Un autre enseignement mis en avant par cette publication est que le fait de faire payer davantage le patient n’améliore pas la pertinence médicale des dépenses. La « responsabilisation » du patient à travers l’avance de frais, le ticket modérateur ou encore les franchises ne réduisent pas les consommations non pertinentes. Par contre, l’absence de complémentaire santé est associée à une moindre consommation de soins et les franchises ont entraîné une baisse de la consommation de médicaments par les ménages les moins aisés, ainsi que sur les personnes ayant un moins bon état de santé. Pour être clair, une hausse de la participation financière du patient réduit le recours aux soins, particulièrement pour les patients à bas revenus. Par ailleurs, accroître la participation financière sur les soins de ville peut se traduire par une hausse des hospitalisations.
Ce travail montre clairement que cette politique dite de « responsabilisation » est un échec total en termes de santé publique. Ce qui est dommage est qu’il s’arrête au constat et ne pose pas la question des changements nécessaires pour obtenir de meilleurs résultats. C’est compréhensible car nous entrons alors dans le dur au niveau politique car cela pose la question de la pertinence du maintien d’un double système d’assurance et d’une absence de couverture à 100 % des dépenses de santé.

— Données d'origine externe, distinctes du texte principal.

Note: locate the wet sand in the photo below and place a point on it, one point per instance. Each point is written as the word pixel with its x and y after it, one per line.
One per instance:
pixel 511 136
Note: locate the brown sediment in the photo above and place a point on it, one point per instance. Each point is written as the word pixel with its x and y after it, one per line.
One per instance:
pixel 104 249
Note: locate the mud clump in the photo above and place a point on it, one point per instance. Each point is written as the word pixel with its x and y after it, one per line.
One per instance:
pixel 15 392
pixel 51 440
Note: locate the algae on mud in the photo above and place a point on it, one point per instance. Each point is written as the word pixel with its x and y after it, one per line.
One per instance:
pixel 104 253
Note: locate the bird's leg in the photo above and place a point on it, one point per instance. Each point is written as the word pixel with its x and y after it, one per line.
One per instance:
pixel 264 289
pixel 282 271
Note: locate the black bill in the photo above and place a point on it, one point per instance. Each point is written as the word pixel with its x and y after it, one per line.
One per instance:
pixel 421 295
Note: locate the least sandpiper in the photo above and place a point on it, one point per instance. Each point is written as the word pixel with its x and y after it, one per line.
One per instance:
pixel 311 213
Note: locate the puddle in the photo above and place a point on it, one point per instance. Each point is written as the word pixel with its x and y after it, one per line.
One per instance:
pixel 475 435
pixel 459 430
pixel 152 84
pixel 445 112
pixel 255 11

La santé a été très présente lors des dernières municipales et sera sûrement le cas lors des prochaines échéances électorales nationales. La première question qui devra être posée est celle d’une assurance maladie unique qui collecte les cotisations et qui paie les prestations, ce qui implique une disparition des assurances complémentaires privées. La deuxième question est celle d’une prise en charge à 100 % avec la disparition du ticket modérateur et autres restes à charge.